Tequi's husband was actually her French teacher when she was in college. "He was teaching in UP and the Alliance Française in lieu of the military service that was obligatory in France at that time," she recounts. They married in 1977 and moved to France the same year. Her daughter and two sons are now all married and have given Tequi five grandchildren.
Between two lands Her last exhibit in Manila was two years ago at the Hiraya Gallery. This year, Tequi will be sharing a glimpse of her life in France with Filipino art lovers. Tequi is currently preparing for an exhibit to be featured at the Alliance Francaise.
"It will be called `Périgord Still Life.' Périgord is the region where my family and I live and my still life paintings show, in some way, my life there in that village. There will be around thirty pieces of acrylic on linen and they will range from small to big sizes."
"I've used Périgord as a theme off and on starting with my exhibit with Budji Layug in Reposo but more consistently so starting with my show at Dr. Joven Cuanang's Pinto Gallery," she says.
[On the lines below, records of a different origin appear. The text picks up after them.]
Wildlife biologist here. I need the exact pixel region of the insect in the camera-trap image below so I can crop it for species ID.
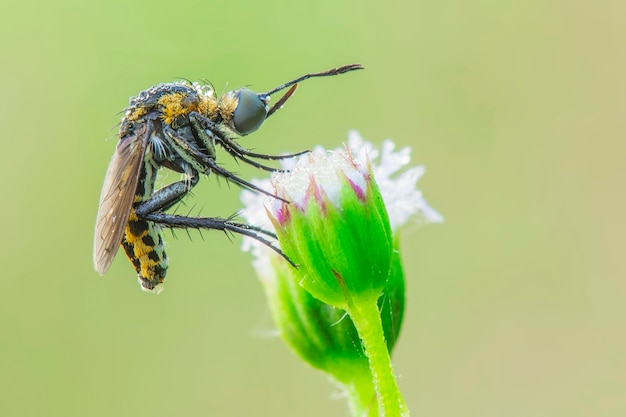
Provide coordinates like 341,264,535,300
93,64,363,292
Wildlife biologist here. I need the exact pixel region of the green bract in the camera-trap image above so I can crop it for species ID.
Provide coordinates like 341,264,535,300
273,162,393,310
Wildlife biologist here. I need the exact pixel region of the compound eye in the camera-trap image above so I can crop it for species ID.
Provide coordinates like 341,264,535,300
233,88,267,135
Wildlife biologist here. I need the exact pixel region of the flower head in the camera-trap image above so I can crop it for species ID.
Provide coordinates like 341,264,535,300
242,132,443,415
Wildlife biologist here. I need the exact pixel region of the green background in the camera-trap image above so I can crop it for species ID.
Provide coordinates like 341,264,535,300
0,0,626,417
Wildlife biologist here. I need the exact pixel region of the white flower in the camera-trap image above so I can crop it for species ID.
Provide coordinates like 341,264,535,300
240,130,443,255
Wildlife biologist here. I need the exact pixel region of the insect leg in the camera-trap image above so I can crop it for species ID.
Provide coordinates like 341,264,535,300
163,122,288,203
189,112,309,162
143,212,297,268
135,160,200,216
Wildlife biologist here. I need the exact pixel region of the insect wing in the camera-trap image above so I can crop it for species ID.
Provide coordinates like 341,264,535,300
93,128,148,275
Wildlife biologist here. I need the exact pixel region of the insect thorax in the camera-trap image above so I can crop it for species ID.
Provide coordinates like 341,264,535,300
119,82,221,138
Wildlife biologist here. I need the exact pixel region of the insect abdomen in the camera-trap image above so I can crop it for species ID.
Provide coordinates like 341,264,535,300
122,208,167,291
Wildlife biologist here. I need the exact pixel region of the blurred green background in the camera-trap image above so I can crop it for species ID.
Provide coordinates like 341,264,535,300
0,0,626,417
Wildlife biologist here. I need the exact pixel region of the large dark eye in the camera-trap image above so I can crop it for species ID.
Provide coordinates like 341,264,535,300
233,88,267,135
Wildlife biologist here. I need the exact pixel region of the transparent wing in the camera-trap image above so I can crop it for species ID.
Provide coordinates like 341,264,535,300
93,128,148,275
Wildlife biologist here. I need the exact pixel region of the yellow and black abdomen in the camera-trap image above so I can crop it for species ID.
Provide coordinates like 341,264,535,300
122,155,167,292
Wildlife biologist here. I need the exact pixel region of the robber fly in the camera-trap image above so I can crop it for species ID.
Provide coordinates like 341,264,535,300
93,64,363,292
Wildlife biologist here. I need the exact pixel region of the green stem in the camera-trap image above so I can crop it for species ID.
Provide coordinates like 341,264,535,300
334,361,378,417
348,300,409,417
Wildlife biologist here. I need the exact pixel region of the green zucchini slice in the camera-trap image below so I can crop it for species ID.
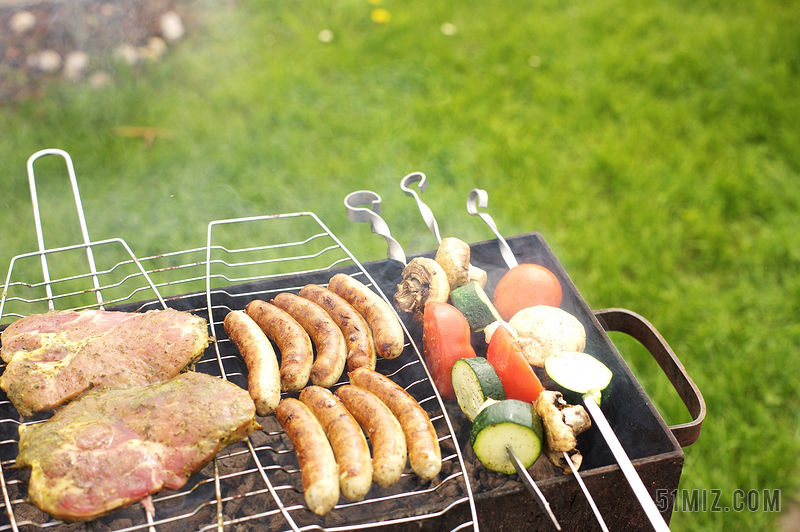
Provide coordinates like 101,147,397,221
544,351,613,405
450,281,501,332
469,399,544,475
450,357,506,421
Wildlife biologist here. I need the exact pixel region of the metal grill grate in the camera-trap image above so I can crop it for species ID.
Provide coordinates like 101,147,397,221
0,150,478,531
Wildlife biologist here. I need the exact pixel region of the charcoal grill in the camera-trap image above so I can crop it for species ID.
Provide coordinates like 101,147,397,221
0,150,705,531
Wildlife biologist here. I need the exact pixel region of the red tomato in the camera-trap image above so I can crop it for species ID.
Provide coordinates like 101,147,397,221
486,326,544,403
493,264,561,321
422,301,475,401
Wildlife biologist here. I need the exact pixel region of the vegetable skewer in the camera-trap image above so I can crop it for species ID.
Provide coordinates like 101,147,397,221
400,180,564,530
467,188,608,531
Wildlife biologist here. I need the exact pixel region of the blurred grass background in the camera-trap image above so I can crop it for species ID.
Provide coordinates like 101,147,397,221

Despite living away from the Philippines, Tequi clearly has strong ties to her land of birth. In fact, she foresees a "rich and varied future for Philippine art." She notes, "There is a lot of public interest in local artists who can satisfy a great range of tastes with works of high quality from the experimental to the conservative. And not just in the visual arts. Theatre is very much alive and fecund. In France right now, Filipino cinema is included in the Paris Film Fest. We Pinoys have something to say to the world, we `say' it in our language and we are sure the world will hear us."